Afterward, the worshippers marched out chanting in support of revolution. “Hold your head high, you are a free Libyan,” some shouted.
There had been a plan to hold prayers at the Martyrs’ Square, which was called Green Square under Gaddafi’s regime, but it was littered with bullet casings and rubbish so worshippers decided to hold the service at a nearby mosque.
Mahmoud Shammam, a spokesman for the rebel council, told reporters in Tripoli that the rebel government had begun shifting from Benghazi to Tripoli, taking over official buildings and setting up a security committee.
He also said some people from Gaddafi’s regime would be included in the new government.
“The only people we are going to exclude are the people who killed others and stole money,” Mr Shammam said in Tripoli.
The military alliance said Nato warplanes targeted 29 vehicles mounted with weapons near Sirte, a city of 150,000 about 250 miles east of Tripoli.
Rebels are trying to advance towards Sirte but expect fierce resistance from tribesman and townspeople loyal to Gaddafi.

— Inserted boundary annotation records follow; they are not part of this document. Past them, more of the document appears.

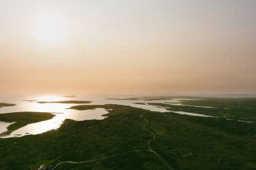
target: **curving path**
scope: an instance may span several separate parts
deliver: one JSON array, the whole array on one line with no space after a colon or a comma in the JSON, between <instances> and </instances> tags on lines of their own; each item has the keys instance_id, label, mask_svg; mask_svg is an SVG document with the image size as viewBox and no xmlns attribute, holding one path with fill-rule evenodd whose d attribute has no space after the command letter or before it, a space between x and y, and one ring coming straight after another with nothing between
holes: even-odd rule
<instances>
[{"instance_id":1,"label":"curving path","mask_svg":"<svg viewBox=\"0 0 256 170\"><path fill-rule=\"evenodd\" d=\"M108 158L112 158L112 157L117 157L117 156L120 156L120 155L125 155L125 154L127 154L127 153L133 153L133 152L152 152L152 151L131 151L121 153L119 153L119 154L113 155L111 155L111 156L109 156L109 157L104 157L104 158L95 159L85 161L82 161L82 162L63 161L63 162L60 162L60 163L57 163L52 169L52 170L55 169L55 168L57 168L59 165L61 165L61 164L64 164L64 163L81 164L81 163L90 163L90 162L94 162L94 161L100 161L100 160L107 159Z\"/></svg>"},{"instance_id":2,"label":"curving path","mask_svg":"<svg viewBox=\"0 0 256 170\"><path fill-rule=\"evenodd\" d=\"M148 144L148 150L151 152L152 152L155 155L156 157L161 161L162 164L168 170L173 170L173 168L172 167L172 166L170 166L170 165L158 153L156 153L155 151L154 151L152 149L152 147L151 146L151 141L154 140L156 138L156 135L154 133L153 133L153 132L152 132L151 130L150 130L149 129L148 129L146 128L146 126L148 126L148 124L149 124L149 121L148 119L146 118L142 118L142 116L140 116L139 118L141 119L143 119L144 120L146 121L146 123L144 124L144 126L143 126L143 129L148 132L149 132L152 135L152 138L150 140L148 140L147 142L147 144Z\"/></svg>"},{"instance_id":3,"label":"curving path","mask_svg":"<svg viewBox=\"0 0 256 170\"><path fill-rule=\"evenodd\" d=\"M156 153L155 151L154 151L153 148L151 146L150 142L151 142L152 140L154 140L156 138L156 135L151 130L150 130L149 129L148 129L146 128L146 126L149 124L148 120L146 119L146 118L142 118L142 116L140 116L139 118L141 118L141 119L142 119L142 120L146 120L146 122L144 124L144 126L143 126L143 128L145 130L149 132L152 135L152 138L151 139L149 139L147 141L148 151L127 151L127 152L124 152L124 153L113 155L111 155L111 156L109 156L109 157L104 157L104 158L95 159L85 161L81 161L81 162L75 162L75 161L63 161L63 162L60 162L60 163L57 163L52 169L52 170L55 169L58 166L59 166L59 165L61 165L62 164L65 164L65 163L81 164L81 163L90 163L90 162L94 162L94 161L97 161L104 160L104 159L109 159L109 158L112 158L112 157L117 157L117 156L120 156L120 155L125 155L125 154L127 154L127 153L133 153L133 152L151 152L151 153L153 153L156 155L156 157L161 161L162 164L167 169L168 169L168 170L173 170L173 168L170 166L170 165L163 157L162 157L161 155L160 155L158 153Z\"/></svg>"}]
</instances>

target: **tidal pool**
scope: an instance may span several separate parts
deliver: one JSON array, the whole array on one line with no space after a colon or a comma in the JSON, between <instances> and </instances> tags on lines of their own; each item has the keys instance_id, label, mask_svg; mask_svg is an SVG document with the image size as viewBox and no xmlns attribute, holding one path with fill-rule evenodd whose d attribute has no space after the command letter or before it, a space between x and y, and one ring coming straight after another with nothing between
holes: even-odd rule
<instances>
[{"instance_id":1,"label":"tidal pool","mask_svg":"<svg viewBox=\"0 0 256 170\"><path fill-rule=\"evenodd\" d=\"M148 103L181 103L181 100L186 99L172 99L166 100L136 100L136 102L144 103L146 104L134 103L134 100L118 100L106 99L108 98L122 98L123 96L110 96L110 95L87 95L74 98L73 97L64 97L59 95L42 95L34 96L15 96L10 97L0 96L1 102L15 103L14 106L5 107L0 108L0 114L19 112L42 112L54 114L55 116L51 120L42 121L38 123L28 124L18 130L11 132L7 137L18 137L28 134L37 134L47 132L51 130L57 129L63 124L65 119L71 119L77 121L86 120L102 120L106 118L104 114L108 112L103 108L98 108L90 110L75 110L68 109L71 106L77 105L104 105L104 104L119 104L129 105L131 107L142 108L153 112L170 112L166 108L151 105ZM67 100L86 100L91 101L91 103L88 104L70 104L70 103L40 103L38 101L57 101ZM195 114L186 112L179 112L177 114L187 114L190 116L210 117L204 115ZM0 126L0 132L6 131L6 128L9 125L9 123L3 122Z\"/></svg>"}]
</instances>

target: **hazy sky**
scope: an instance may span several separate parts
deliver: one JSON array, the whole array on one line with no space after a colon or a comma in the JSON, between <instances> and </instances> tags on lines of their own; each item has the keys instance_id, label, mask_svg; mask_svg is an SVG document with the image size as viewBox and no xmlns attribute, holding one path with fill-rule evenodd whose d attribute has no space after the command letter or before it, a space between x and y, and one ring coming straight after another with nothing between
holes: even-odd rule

The rebel leadership, trying to avoid the bloodshed that occurred in the battle for Tripoli, has also been trying to secure Sirte’s surrender, but the two main tribes have rejected negotiation efforts.
Gaddafi denied his people basic rights, cracked down harshly on any hint of dissent and squandered the country’s vast oil and gas wealth.
But tribal loyalties are strong in the desert nation of six million.
Gaddafi also placed supporters in key posts and built up militias and armed “revolutionary committees” to be the final line of support for him and his powerful sons if regular military forces defected.
Gaddafi has tried to rally his followers from hiding, calling on them in an audio appeal as recently as Thursday to fight and kill the rebels.
The two main tribes in Sirte, the Gadhadhfa and the Urfali, remain loyal to the Libyan leader.
Mohammed al-Rajali, a spokesman for rebel fighters in the east, said the rebels were trying to reach out to smaller tribes in Sirte but no progress had been made. But the latest Nato air strikes on loyalist vehicles defending Sirte appeared to be aimed at paving the way for the rebel advance if a negotiated settlement proves impossible.
In London, Defence Secretary Liam Fox said some elements of the Gaddafi regime were in Sirte “where they are still continuing to wage war on the people of Libya”. He said Nato would continue to strike at pro-Gaddafi forces.
“The regime needs to recognise that the game is up,” Mr Fox said.
Major General Nick Pope, a British military spokesman, said RAF jets also hit a large headquarters bunker in Sirte with a salvo of air-to-surface missiles.
Nato also bombed surface-to-air missile facilities near the Tunisian border, a statement said.
Tripoli airport was under rebel control but faced regular shelling from pro-Gaddafi forces to the east. At least three planes were burned in heavy shelling overnight, although the airport otherwise appeared largely intact, with a dozen other passenger planes on the tarmac.